Не зная, чем помочь больному, сестра рассеянно смотрела на ручные часы, сторожа время, чтобы взять у больного градусник.
— Да, температура высокая, — вздохнув, сказала сестра и стряхнула градусник. — Тридцать восемь и пять. В госпиталь, немедленно в госпиталь! — Гремя сапогами, она стала слезать с печки. — Я сейчас же иду к военфельдшеру и выписываю тебе направление. А ты, — она посмотрела на меня, словно я был у нее в подчинении, — сейчас же иди к начальнику штаба и выписывай на сержанта аттестат… С такой температурой шутить нельзя.
Упоминание о госпитале резануло сержанта как ножом по сердцу. За войну он уже три раза лежал в госпиталях: два раза по ранению и раз после контузии. Кроме больничной тоски, запаха лекарств и коечных смертей, ничего в госпиталях он не увидел. Лежать в одной палате со слепыми, с безногими, с искалеченными на всю жизнь…
— Сестрица, пока не нужно… подождем еще денька два, постараюсь здесь отлежаться… Старшина медсанбата мне обещал достать десять грамм пенициллина. Думаю, не обманет.
Поздно вечером, часу в одиннадцатом, сержанту стало хуже.

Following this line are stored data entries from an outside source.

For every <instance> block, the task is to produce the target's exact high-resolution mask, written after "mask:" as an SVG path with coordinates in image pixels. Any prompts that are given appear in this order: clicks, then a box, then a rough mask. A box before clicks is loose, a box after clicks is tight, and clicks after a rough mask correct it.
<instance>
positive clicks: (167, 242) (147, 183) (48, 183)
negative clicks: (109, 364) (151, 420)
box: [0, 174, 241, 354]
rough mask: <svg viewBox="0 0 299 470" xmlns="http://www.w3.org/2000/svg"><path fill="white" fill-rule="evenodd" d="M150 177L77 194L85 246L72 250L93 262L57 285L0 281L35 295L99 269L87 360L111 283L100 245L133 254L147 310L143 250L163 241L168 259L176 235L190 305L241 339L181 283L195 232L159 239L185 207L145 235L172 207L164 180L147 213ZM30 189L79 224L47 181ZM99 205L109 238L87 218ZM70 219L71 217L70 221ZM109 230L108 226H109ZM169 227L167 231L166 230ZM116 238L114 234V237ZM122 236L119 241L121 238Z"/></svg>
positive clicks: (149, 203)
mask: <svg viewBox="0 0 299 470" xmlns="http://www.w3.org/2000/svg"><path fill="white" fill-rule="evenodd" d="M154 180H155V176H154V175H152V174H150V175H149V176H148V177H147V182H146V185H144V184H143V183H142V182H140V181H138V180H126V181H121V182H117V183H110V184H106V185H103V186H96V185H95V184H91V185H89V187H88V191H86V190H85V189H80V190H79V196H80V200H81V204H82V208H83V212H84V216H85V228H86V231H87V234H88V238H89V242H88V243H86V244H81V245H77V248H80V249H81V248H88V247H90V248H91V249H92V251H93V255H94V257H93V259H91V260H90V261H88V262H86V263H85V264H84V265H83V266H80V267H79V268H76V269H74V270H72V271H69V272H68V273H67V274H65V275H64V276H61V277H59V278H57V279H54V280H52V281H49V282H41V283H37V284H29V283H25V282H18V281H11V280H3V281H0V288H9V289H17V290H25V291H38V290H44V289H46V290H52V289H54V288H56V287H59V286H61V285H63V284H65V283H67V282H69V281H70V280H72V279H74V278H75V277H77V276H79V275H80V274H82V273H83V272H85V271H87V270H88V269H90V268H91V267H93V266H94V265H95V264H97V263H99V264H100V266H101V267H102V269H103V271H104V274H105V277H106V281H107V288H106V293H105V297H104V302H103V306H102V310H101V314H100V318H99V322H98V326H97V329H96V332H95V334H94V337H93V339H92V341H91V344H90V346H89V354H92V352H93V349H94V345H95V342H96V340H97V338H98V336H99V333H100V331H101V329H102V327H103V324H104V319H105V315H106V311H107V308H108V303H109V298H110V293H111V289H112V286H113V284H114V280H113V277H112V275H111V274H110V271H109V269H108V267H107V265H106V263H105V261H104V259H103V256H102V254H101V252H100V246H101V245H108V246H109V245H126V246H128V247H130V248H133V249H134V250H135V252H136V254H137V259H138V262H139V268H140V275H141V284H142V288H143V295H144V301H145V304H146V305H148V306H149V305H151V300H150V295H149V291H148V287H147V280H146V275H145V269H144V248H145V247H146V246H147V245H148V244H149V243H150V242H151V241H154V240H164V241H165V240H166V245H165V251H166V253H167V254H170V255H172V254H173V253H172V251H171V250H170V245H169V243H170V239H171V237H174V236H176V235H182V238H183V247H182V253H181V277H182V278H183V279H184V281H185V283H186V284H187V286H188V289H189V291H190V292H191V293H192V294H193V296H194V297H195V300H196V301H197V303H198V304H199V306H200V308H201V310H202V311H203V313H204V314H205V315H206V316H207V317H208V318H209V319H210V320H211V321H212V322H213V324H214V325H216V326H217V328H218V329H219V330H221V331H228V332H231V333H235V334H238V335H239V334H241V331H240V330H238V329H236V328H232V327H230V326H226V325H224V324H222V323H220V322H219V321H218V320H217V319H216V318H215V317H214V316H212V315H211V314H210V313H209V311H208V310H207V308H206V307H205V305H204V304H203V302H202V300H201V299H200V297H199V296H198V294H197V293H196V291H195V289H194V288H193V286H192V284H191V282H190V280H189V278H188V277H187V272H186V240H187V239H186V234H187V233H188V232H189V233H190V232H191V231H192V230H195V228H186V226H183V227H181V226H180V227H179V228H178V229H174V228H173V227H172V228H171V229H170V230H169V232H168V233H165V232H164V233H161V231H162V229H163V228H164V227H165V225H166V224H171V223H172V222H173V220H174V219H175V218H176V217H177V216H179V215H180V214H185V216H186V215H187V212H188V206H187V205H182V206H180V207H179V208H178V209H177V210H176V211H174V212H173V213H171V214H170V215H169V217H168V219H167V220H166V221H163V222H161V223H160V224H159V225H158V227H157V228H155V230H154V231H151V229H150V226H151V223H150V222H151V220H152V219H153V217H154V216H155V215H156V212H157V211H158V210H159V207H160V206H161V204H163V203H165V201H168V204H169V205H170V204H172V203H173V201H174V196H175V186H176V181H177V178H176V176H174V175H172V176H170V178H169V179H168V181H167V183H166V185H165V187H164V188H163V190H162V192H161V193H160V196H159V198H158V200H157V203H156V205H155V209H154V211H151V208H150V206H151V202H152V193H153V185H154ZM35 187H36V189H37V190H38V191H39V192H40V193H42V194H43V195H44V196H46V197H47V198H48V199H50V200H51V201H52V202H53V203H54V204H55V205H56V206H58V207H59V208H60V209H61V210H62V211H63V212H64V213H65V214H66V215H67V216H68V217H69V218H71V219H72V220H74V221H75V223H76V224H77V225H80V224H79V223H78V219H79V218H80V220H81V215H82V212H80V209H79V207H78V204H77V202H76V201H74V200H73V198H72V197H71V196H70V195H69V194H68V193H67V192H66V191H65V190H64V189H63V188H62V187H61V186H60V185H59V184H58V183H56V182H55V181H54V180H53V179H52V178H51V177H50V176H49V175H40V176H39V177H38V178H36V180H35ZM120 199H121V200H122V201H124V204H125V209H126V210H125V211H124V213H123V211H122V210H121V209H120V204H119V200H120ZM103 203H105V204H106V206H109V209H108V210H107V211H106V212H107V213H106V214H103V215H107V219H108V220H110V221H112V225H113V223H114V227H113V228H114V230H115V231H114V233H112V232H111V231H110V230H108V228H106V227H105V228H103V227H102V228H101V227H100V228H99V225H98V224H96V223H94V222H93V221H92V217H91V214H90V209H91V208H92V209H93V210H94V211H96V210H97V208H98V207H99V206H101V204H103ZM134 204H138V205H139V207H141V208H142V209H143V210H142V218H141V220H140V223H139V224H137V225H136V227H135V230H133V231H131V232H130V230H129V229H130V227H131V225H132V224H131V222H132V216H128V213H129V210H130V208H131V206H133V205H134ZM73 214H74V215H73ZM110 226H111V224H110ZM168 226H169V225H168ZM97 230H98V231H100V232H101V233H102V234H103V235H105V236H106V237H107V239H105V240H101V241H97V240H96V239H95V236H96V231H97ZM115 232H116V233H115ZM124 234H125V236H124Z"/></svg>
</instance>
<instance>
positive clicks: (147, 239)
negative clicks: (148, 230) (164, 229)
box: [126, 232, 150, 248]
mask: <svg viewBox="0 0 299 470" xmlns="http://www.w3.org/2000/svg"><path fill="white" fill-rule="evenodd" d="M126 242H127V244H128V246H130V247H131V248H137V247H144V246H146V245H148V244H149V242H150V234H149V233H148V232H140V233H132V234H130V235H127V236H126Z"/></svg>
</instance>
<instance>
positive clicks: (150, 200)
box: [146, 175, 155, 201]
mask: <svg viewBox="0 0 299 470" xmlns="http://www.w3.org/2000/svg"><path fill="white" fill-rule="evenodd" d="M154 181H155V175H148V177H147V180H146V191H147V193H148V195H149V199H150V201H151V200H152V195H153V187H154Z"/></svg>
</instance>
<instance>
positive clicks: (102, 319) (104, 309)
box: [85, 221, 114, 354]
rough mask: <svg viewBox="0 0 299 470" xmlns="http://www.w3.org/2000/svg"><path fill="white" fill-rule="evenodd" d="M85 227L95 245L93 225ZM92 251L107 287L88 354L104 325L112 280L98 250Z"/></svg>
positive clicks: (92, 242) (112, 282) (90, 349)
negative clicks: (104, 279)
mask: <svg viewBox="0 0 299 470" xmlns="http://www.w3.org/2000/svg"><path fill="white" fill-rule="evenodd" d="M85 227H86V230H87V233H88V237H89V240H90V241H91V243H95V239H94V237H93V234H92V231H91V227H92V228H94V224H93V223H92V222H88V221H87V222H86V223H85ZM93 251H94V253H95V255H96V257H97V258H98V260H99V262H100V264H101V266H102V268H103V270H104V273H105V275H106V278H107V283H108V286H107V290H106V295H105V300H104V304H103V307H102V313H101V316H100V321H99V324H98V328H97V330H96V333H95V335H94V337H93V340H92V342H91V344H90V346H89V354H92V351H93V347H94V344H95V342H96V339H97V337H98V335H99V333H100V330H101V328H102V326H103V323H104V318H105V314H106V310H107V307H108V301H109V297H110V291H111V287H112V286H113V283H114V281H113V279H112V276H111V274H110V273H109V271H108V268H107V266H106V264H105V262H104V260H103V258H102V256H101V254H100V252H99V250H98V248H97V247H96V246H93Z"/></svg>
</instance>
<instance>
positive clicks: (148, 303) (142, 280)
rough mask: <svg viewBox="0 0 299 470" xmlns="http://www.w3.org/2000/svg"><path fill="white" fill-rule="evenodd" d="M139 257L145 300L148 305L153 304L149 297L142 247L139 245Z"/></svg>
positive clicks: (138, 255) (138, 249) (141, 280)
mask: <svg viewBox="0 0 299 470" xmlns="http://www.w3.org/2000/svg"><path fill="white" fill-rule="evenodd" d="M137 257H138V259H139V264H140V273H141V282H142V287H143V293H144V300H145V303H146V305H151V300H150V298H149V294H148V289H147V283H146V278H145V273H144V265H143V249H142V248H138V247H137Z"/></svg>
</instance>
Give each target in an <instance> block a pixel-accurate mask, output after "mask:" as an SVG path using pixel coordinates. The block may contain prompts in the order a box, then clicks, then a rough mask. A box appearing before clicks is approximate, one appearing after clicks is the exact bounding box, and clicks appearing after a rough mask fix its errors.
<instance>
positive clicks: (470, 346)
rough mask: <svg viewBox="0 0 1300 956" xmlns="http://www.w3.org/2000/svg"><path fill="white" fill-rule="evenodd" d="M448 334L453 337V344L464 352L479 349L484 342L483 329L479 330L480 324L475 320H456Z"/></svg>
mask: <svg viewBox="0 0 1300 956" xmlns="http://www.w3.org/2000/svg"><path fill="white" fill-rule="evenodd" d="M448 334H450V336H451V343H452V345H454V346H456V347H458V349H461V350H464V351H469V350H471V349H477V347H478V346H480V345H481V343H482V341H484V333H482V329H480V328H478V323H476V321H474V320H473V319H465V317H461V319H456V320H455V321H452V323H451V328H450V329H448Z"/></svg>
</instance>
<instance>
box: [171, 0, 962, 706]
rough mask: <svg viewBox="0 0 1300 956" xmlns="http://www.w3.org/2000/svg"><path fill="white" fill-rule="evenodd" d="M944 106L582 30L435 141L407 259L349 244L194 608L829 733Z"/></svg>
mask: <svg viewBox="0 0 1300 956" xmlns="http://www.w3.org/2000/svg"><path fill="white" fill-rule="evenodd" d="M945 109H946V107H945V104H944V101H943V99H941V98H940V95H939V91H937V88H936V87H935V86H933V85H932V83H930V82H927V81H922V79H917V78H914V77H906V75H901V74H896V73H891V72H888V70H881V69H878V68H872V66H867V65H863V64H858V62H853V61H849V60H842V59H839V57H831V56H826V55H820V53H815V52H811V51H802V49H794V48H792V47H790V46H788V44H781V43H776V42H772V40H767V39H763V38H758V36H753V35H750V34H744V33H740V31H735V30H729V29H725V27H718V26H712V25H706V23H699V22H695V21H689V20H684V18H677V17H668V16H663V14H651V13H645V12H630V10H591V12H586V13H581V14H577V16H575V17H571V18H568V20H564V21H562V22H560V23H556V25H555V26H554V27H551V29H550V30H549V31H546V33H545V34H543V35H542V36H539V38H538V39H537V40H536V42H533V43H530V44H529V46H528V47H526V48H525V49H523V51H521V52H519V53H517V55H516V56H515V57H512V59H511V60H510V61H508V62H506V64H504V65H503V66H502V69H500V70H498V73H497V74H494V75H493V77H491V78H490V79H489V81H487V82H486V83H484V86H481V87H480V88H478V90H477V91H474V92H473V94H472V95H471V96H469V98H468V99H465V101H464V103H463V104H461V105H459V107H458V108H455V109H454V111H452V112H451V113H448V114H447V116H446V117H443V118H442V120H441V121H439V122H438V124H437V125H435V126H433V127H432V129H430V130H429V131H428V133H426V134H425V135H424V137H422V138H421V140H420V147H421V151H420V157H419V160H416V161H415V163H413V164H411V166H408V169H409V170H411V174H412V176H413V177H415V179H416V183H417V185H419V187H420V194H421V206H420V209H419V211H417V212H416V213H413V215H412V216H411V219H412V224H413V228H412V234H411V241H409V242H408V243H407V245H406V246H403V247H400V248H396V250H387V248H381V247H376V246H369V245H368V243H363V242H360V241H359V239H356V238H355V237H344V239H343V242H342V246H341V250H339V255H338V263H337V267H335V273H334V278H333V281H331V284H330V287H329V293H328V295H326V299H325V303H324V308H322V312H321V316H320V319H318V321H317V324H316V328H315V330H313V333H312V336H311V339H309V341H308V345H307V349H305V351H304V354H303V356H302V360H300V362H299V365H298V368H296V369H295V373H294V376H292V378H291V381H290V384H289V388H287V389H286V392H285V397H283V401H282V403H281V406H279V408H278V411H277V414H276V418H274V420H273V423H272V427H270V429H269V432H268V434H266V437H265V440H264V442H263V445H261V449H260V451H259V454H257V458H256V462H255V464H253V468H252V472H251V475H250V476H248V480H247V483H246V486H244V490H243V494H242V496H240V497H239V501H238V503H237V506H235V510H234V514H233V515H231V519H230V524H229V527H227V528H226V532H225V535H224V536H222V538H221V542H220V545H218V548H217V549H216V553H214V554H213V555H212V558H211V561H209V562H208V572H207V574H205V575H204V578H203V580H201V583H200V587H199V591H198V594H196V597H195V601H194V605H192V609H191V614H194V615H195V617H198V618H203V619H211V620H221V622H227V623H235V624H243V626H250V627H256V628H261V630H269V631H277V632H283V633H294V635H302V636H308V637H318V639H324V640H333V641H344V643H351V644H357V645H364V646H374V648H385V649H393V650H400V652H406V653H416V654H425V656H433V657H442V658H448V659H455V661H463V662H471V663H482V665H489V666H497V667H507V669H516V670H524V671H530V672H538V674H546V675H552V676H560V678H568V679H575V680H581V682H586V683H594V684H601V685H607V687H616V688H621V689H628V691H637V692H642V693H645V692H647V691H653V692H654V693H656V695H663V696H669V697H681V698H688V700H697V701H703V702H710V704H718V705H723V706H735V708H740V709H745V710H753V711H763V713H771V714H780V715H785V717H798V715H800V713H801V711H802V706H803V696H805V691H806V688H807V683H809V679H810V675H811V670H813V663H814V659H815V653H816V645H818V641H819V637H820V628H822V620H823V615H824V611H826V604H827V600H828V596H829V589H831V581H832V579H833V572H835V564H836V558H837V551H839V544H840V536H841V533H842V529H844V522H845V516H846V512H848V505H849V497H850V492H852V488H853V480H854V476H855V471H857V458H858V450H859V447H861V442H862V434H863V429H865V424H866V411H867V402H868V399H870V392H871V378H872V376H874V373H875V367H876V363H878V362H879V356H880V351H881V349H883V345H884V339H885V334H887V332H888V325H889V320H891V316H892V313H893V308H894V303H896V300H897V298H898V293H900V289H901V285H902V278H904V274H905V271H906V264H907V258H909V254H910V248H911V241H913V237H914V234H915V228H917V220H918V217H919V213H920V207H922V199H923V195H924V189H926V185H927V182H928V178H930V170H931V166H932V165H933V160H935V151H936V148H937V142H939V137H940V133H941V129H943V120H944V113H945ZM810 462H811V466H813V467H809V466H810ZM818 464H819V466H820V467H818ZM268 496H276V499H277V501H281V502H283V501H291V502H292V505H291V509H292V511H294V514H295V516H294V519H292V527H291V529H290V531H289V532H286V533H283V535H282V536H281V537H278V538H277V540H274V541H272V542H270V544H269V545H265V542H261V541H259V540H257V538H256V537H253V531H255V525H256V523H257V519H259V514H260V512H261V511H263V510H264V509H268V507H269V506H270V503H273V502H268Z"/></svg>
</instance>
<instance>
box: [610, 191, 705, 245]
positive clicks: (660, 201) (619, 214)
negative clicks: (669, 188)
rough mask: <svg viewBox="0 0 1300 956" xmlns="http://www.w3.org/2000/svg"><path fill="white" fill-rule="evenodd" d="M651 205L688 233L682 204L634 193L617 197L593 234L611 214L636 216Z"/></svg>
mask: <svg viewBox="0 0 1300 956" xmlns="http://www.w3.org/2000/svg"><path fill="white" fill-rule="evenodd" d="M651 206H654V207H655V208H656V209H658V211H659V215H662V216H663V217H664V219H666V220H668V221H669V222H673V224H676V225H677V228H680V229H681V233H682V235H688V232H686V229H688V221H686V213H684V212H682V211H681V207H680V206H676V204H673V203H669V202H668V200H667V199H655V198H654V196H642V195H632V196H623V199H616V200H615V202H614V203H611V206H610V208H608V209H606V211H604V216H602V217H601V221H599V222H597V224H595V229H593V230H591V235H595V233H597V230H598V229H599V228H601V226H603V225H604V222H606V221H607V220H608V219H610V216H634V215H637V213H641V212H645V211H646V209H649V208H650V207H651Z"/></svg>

Я курил папиросу за папиросой, чутко прислушиваясь через открытую дверь к звукам, доносившимся из соседней комнаты, откуда время от времени в равномерную однотонно-скрипучую песнь сверчка вклинивались протяжные глухие стоны, перемежающиеся сдавленными всхлипами. Потом до слуха моего донеслись знакомые звуки металлического цоканья. Как бывалый солдат, более двух лет проносивший на груди автомат, я знал, что такое цоканье получается, когда досылаешь в патронник автомата патрон, чтобы сделать одиночный выстрел. «Неужели он, черт, задумал?..» — пронеслась в голове моей страшная догадка, и я, сбросив с себя шинель, вскочил с кровати. Через несколько секунд я был уже на печке рядом с сержантом. Автомат, который днем висел на крюке, вбитом в стену возле печки, теперь лежал около него, дуло находилось на уровне головы Вахрушева.